After Baltimore Ravens linebacker Brendon Ayanbadejo spoke in favor of a ballot initiative in Maryland that would legalize gay marriage, a state legislator named Emmett C. Burns Jr. (a Democrat and minister who opposes the idea) wrote a letter to the team’s owner (cc’d to the media) asking that he “inhibit such expressions from your employee and that he be ordered to cease and desist such injurious actions.” The Ravens didn’t do any such thing, nor did the team comment on the letter, but Ayanbadejo tweeted: “Football is just my job it’s not who I am. I am an American before anything. And just like every American I have the right to speak!!!”

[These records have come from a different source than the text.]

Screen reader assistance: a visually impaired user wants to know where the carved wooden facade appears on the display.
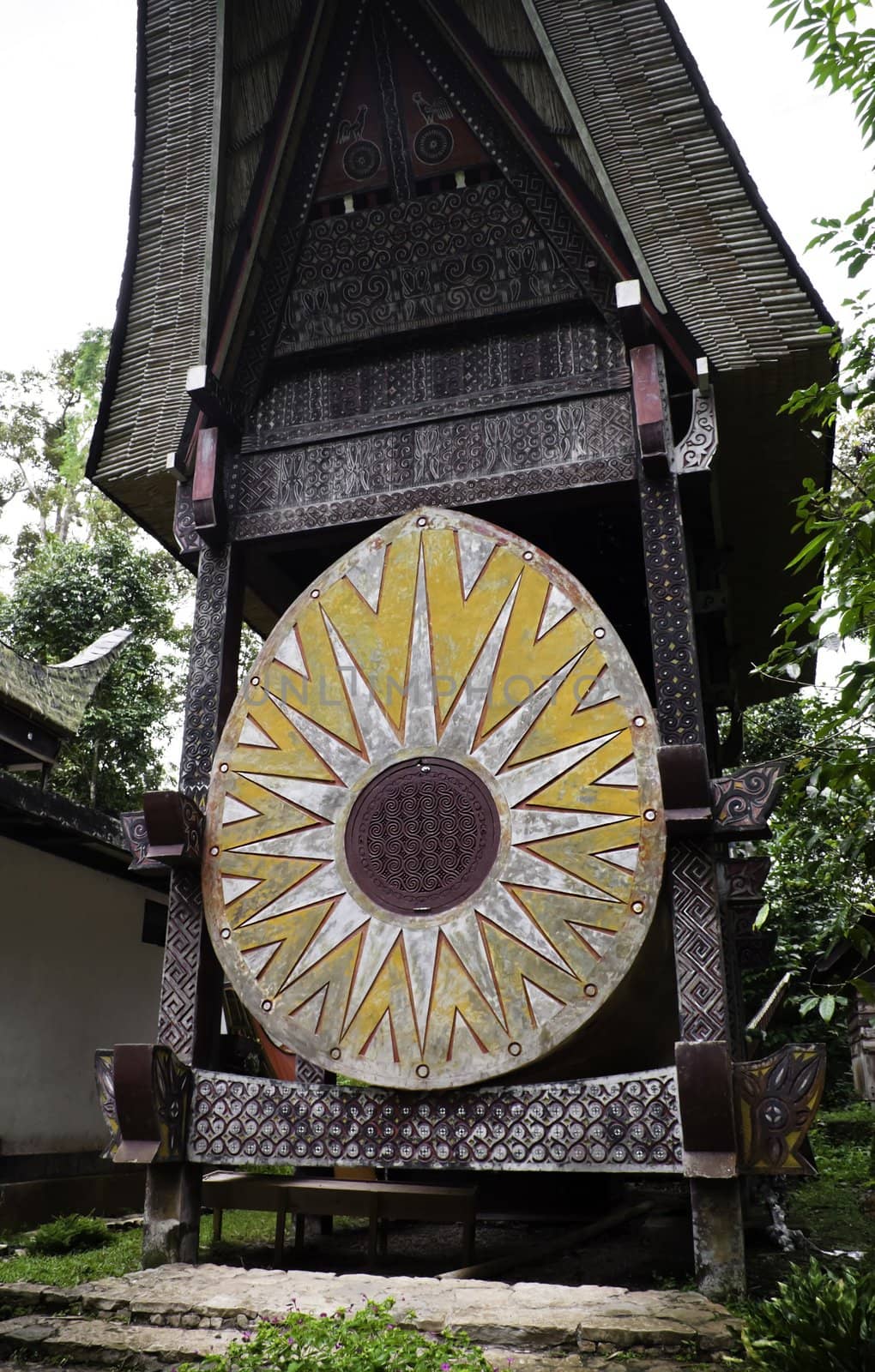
[91,0,825,1291]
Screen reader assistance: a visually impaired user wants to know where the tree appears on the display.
[0,329,190,809]
[764,0,875,1018]
[0,328,124,564]
[0,528,186,809]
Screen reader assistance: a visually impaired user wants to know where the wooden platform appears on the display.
[203,1171,477,1267]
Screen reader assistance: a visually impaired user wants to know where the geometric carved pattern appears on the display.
[668,839,728,1043]
[188,1068,682,1173]
[158,869,203,1063]
[227,393,634,539]
[204,510,664,1089]
[249,313,628,451]
[158,546,233,1063]
[641,473,703,743]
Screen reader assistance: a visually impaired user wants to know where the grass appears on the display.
[0,1210,367,1287]
[788,1104,875,1265]
[0,1230,142,1287]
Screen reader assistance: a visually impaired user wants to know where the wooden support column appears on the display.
[617,283,745,1299]
[142,545,243,1267]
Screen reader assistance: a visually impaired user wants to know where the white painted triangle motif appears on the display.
[222,876,261,906]
[522,977,565,1029]
[535,585,575,642]
[222,796,261,825]
[281,629,310,679]
[596,757,637,786]
[289,983,328,1033]
[447,1006,487,1062]
[595,846,637,871]
[347,544,385,612]
[240,715,277,748]
[243,940,282,977]
[458,528,495,599]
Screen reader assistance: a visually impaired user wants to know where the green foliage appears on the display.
[742,1258,875,1372]
[177,1301,490,1372]
[0,1230,142,1287]
[27,1214,111,1254]
[0,527,185,809]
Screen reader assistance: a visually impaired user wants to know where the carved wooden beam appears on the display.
[142,791,203,867]
[658,743,712,835]
[94,1043,192,1164]
[675,1041,738,1178]
[733,1044,827,1176]
[118,809,166,871]
[185,364,245,437]
[192,428,225,544]
[710,757,790,839]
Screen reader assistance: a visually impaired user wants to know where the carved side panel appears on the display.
[641,475,703,743]
[668,839,730,1043]
[227,393,634,539]
[188,1068,683,1173]
[158,547,240,1063]
[158,870,203,1062]
[735,1044,827,1175]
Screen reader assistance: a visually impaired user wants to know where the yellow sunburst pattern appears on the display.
[204,510,665,1089]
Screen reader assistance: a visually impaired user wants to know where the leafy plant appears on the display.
[742,1258,875,1372]
[27,1214,111,1254]
[177,1301,490,1372]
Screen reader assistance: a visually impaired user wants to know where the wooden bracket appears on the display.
[675,1041,738,1178]
[192,428,225,544]
[142,791,203,867]
[94,1043,192,1164]
[658,743,712,837]
[185,364,245,437]
[630,343,668,476]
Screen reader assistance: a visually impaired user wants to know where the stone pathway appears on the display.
[0,1264,738,1372]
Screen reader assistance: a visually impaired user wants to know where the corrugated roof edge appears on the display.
[85,0,148,485]
[655,0,836,334]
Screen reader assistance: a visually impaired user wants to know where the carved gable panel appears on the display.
[275,181,580,357]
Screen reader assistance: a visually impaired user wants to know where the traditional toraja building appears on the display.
[91,0,829,1292]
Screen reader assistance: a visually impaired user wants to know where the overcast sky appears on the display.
[0,0,871,381]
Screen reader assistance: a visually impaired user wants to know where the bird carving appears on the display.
[413,91,456,123]
[337,105,367,142]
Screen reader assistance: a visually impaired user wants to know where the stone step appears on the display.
[0,1264,739,1372]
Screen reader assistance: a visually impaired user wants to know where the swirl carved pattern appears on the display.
[188,1068,683,1173]
[249,317,628,451]
[226,391,635,539]
[275,181,580,357]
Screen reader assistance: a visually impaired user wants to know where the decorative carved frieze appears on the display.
[733,1044,827,1175]
[249,316,628,451]
[710,757,788,839]
[188,1068,682,1173]
[275,181,580,357]
[672,388,717,473]
[227,393,634,539]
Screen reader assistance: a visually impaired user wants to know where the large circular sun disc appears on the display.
[204,510,665,1089]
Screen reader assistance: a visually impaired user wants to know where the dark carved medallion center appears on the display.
[346,757,501,915]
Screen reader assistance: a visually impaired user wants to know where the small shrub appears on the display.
[177,1301,491,1372]
[742,1258,875,1372]
[27,1214,112,1254]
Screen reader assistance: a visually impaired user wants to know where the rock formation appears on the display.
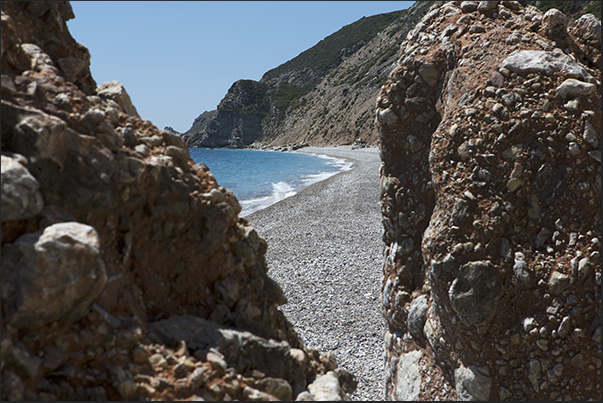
[1,2,355,400]
[376,1,601,400]
[183,2,436,147]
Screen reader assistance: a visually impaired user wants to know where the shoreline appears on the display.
[245,146,385,400]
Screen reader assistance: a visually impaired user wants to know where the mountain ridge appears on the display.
[183,2,429,147]
[183,1,600,148]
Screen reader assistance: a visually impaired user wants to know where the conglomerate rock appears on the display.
[376,1,601,400]
[0,2,355,400]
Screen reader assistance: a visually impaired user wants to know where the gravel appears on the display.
[246,146,385,400]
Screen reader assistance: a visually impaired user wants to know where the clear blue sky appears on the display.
[67,1,414,132]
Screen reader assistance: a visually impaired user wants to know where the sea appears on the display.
[189,147,352,217]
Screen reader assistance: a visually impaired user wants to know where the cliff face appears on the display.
[183,2,434,147]
[1,2,355,400]
[376,1,601,400]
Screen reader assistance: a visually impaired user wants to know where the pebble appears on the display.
[246,147,382,400]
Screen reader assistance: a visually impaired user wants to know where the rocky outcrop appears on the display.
[182,80,269,148]
[0,2,355,400]
[183,2,434,147]
[96,80,140,118]
[376,1,601,400]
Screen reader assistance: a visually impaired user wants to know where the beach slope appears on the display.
[246,146,385,400]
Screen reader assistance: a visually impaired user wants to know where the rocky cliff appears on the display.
[1,2,356,400]
[376,1,601,400]
[183,2,428,147]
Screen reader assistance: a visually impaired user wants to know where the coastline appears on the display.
[245,146,385,400]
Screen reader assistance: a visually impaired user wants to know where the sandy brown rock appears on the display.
[1,2,354,401]
[376,2,601,400]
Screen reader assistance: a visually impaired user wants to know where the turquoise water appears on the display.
[189,147,351,217]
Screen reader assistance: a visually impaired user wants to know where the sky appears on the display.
[67,1,414,133]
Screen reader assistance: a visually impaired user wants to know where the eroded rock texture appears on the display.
[1,2,356,400]
[376,1,601,400]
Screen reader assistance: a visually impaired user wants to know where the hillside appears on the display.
[183,1,600,147]
[0,1,358,401]
[183,2,428,147]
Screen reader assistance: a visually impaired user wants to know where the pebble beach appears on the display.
[246,146,385,401]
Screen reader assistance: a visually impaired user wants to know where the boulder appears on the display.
[2,222,107,329]
[395,350,423,401]
[96,80,140,118]
[498,49,596,83]
[448,261,504,334]
[557,78,597,100]
[1,155,44,222]
[308,371,345,402]
[542,8,570,41]
[454,365,492,402]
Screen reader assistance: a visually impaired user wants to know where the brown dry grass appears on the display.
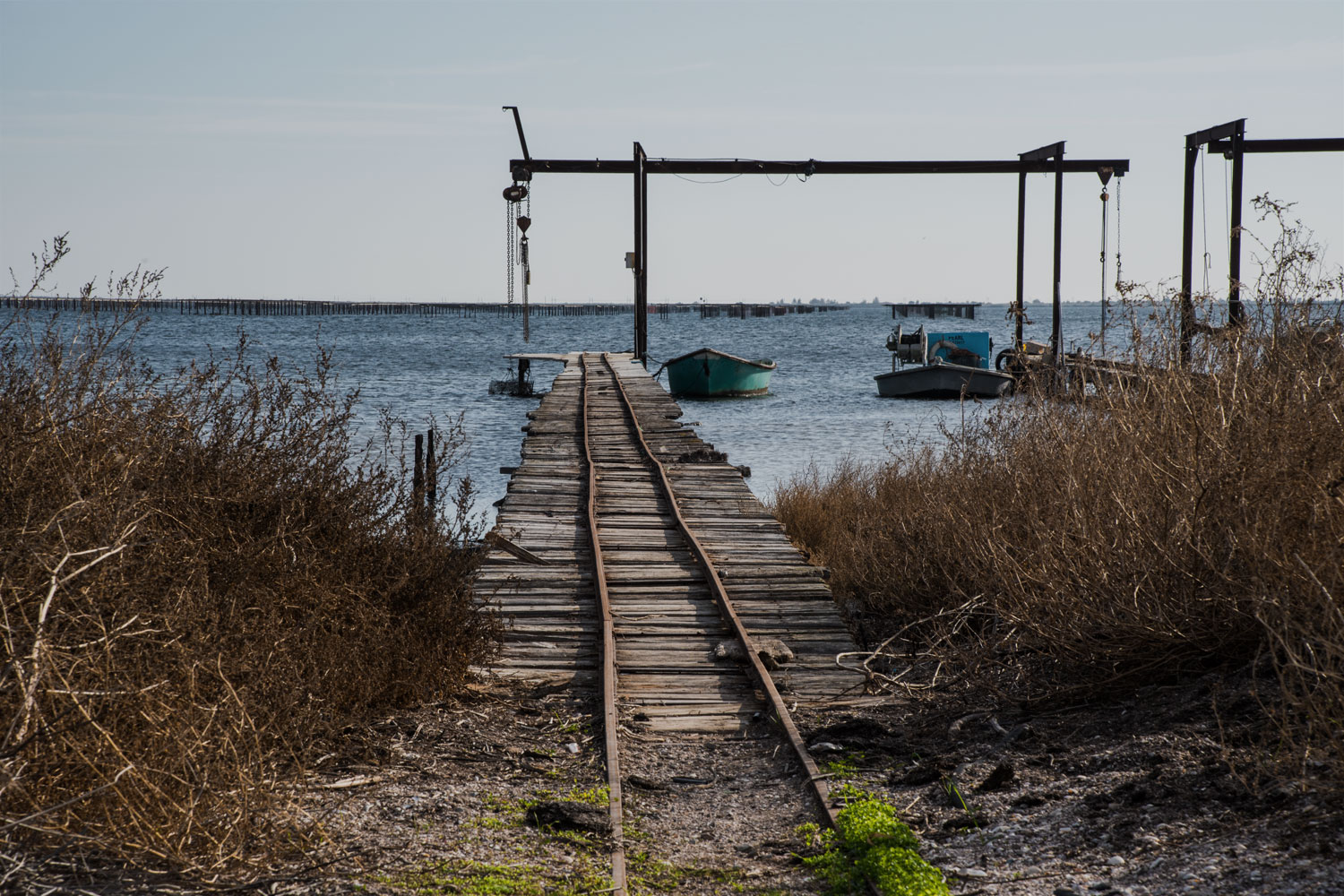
[776,199,1344,785]
[0,242,494,874]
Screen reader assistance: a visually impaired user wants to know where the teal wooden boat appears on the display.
[660,348,776,398]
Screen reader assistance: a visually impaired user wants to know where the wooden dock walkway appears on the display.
[476,353,874,732]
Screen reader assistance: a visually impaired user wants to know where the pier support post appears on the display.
[634,141,650,366]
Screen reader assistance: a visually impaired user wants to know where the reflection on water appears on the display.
[15,304,1140,516]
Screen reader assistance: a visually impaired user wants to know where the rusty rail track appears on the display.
[580,355,836,896]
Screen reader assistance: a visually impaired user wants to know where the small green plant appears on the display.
[822,753,865,780]
[376,860,612,896]
[797,788,949,896]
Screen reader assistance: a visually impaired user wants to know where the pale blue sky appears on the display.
[0,0,1344,301]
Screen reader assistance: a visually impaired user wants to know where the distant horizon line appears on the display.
[10,294,1156,307]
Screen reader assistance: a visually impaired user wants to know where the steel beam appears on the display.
[1209,136,1344,157]
[510,159,1129,180]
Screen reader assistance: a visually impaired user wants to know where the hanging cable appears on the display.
[672,172,742,184]
[1101,180,1118,355]
[1199,146,1210,296]
[504,193,516,305]
[1116,177,1125,293]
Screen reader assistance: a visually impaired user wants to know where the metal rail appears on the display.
[594,352,836,825]
[580,355,626,896]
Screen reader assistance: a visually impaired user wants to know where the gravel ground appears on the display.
[0,676,1344,896]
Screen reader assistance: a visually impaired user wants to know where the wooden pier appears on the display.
[476,353,871,732]
[892,302,983,320]
[0,296,849,318]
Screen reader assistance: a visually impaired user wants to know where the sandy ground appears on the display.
[13,663,1344,896]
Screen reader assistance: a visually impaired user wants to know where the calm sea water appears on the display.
[44,304,1099,520]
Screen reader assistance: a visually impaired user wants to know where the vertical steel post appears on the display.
[1228,118,1246,325]
[1179,134,1201,364]
[1011,169,1027,349]
[634,141,650,366]
[1050,151,1064,366]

Burns’ letter concluded with this sentence: “I know of no other NFL player who has done what Mr. Ayanbadejo is doing.” That prompted a player on another team, Minnesota Vikings punter Chris Kluwe, to write his own response to Burns, reminding him that Kluwe has also spoken out in favor of legalizing gay marriage — he’s a vocal opponent of a referendum that will be on the ballot in Minnesota in November that would amend the state constitution with a gay marriage ban — and pointing out that attempts by a government official to squelch speech are a violation of the Bill Of Rights:
As I suspect you have not read the Constitution, I would like to remind you that the very first, the VERY FIRST Amendment in this founding document deals with the freedom of speech, particularly the abridgment of said freedom. By using your position as an elected official (when referring to your constituents so as to implicitly threaten the Ravens organization) to state that the Ravens should “inhibit such expressions from your employees,” more specifically Brendon Ayanbadejo, not only are you clearly violating the First Amendment, you also come across as a narcissistic fromunda stain. What on earth would possess you to be so mind-boggingly stupid? It baffles me that a man such as yourself, a man who relies on that same First Amendment to pursue your own religious studies without fear of persecution from the state, could somehow justify stifling another person’s right to speech. To call that hypocritical would be to do a disservice to the word.